Contact with Others: Position will require contact with individuals within the department, employees within each physician practice, physicians and other hospital employees and external parties as necessary.

Effect of Error: Errors could be serious and involve loss of revenue. The absence of errors will ensure that the credibility of the Physician Management Team is maintained. Work will require the ability to prioritize and plan. Employee will work regularly with sensitive and confidential data. Work will involve detailed coding and financial knowledge. The work entails a knowledge of the health care business.

COMPLIANT STATEMENT

Employee performs within the prescribed limits of Tanner Health System's Ethics and Compliance program.
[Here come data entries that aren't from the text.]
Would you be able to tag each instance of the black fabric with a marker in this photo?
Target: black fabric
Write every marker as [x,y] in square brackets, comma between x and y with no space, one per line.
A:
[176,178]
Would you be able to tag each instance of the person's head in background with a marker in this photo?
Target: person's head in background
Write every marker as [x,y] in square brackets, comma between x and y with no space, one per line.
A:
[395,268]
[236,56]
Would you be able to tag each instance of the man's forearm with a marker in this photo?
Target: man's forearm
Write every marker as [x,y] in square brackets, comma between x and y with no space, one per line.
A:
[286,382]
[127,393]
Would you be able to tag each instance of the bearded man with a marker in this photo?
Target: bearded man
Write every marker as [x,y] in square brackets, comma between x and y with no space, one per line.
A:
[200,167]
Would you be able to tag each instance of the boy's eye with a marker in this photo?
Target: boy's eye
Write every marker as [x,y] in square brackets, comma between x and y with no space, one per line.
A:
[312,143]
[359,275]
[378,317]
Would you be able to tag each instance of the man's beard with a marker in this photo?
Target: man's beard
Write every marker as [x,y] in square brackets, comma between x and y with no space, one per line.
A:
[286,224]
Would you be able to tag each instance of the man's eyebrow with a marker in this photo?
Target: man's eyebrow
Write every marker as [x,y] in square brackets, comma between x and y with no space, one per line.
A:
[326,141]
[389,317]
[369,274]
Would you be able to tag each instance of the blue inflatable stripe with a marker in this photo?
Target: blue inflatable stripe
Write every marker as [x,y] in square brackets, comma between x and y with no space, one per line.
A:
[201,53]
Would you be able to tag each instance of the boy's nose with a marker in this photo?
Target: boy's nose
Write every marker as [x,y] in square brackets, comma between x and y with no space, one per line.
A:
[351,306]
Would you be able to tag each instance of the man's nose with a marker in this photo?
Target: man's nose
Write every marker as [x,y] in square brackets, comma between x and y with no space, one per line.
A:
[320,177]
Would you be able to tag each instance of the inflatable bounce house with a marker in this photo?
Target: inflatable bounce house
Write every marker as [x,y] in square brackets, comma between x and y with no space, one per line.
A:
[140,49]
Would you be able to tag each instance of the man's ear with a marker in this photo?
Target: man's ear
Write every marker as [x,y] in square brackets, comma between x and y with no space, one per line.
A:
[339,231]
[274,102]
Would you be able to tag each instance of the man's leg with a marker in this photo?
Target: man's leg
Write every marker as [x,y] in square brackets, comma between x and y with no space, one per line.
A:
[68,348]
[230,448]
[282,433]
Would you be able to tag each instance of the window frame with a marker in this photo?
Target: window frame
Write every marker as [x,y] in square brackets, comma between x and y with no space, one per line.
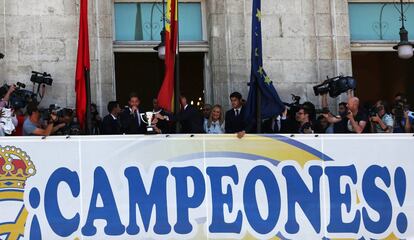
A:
[147,46]
[372,45]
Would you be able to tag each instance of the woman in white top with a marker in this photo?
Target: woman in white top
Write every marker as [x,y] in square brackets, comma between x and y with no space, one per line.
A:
[215,123]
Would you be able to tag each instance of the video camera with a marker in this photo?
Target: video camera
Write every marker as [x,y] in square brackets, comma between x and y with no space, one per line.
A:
[20,97]
[41,78]
[335,86]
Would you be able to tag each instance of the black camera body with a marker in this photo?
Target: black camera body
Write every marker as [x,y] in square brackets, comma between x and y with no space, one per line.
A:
[41,78]
[324,110]
[373,111]
[20,97]
[335,86]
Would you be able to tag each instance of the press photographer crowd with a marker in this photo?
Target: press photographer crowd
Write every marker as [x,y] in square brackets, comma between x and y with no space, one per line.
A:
[21,116]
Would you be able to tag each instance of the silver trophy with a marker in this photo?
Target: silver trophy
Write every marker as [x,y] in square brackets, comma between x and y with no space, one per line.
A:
[148,121]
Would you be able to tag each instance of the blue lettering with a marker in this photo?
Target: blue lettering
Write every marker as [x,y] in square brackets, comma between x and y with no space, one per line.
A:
[377,199]
[184,202]
[59,224]
[108,212]
[336,224]
[260,225]
[218,225]
[157,197]
[298,192]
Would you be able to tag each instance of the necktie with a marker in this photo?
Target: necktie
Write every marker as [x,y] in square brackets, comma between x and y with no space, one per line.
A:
[139,118]
[136,116]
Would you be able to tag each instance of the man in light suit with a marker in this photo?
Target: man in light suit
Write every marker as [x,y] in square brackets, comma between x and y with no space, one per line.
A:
[131,122]
[111,122]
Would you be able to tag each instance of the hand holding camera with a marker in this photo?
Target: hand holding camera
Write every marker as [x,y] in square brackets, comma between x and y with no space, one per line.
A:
[375,119]
[349,115]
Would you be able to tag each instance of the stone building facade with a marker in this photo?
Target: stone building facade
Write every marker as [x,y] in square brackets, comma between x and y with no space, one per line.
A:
[303,42]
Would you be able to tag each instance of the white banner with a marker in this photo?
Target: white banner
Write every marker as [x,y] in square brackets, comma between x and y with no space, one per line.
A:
[207,187]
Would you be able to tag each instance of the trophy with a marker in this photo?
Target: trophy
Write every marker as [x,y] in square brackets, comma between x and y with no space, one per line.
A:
[148,121]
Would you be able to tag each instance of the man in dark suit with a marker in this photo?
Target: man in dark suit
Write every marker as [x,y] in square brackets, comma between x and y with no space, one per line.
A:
[131,122]
[189,117]
[161,126]
[235,120]
[111,123]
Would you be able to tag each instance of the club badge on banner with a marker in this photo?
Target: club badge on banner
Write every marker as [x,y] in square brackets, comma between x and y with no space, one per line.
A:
[207,187]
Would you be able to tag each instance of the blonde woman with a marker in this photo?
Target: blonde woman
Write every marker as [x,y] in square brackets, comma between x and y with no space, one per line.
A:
[215,123]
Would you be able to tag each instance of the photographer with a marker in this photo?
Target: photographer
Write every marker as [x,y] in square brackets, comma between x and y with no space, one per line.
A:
[402,121]
[381,119]
[339,124]
[8,120]
[32,125]
[356,119]
[4,101]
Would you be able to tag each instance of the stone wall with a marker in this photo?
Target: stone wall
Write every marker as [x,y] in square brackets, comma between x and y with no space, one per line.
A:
[303,42]
[40,35]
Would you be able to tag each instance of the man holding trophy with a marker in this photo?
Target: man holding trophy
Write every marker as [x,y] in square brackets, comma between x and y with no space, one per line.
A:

Employee is responsible to detect, observe and report compliance variances to their immediate supervisor, the Compliance Officer or to the Employee Hotline for this purpose.

MENTAL DEMANDS

SUPERVISION: Exercises direct supervision of other employees.

QUALIFICATIONS REQUIRED:

  • Education: Bachelor degree required in Health Information Management, Business Administration or related field.
  • Certification in Medical Coding (CPC, CCS) and Billing (CPB) required.
  • In-depth knowledge of medical billing, coding systems, (ICD-10, CPT, HCPCS), and healthcare reimbursement methodologies.
  • Strong understanding of federal and state healthcare regulations, including HIPPA and CMS guidelines.
  • Proficiency in healthcare billing software and electronic health records (EHR) systems.
  • Minimum of 5-7 years experience in medical billing and coding, with at least 3 years in a supervisory or managerial role.
  • Excellent leadership, communication, and organizational skills.
  • Ability to analyze financial data and generate reports.
  • Strong problem-solving skills and attention to detail.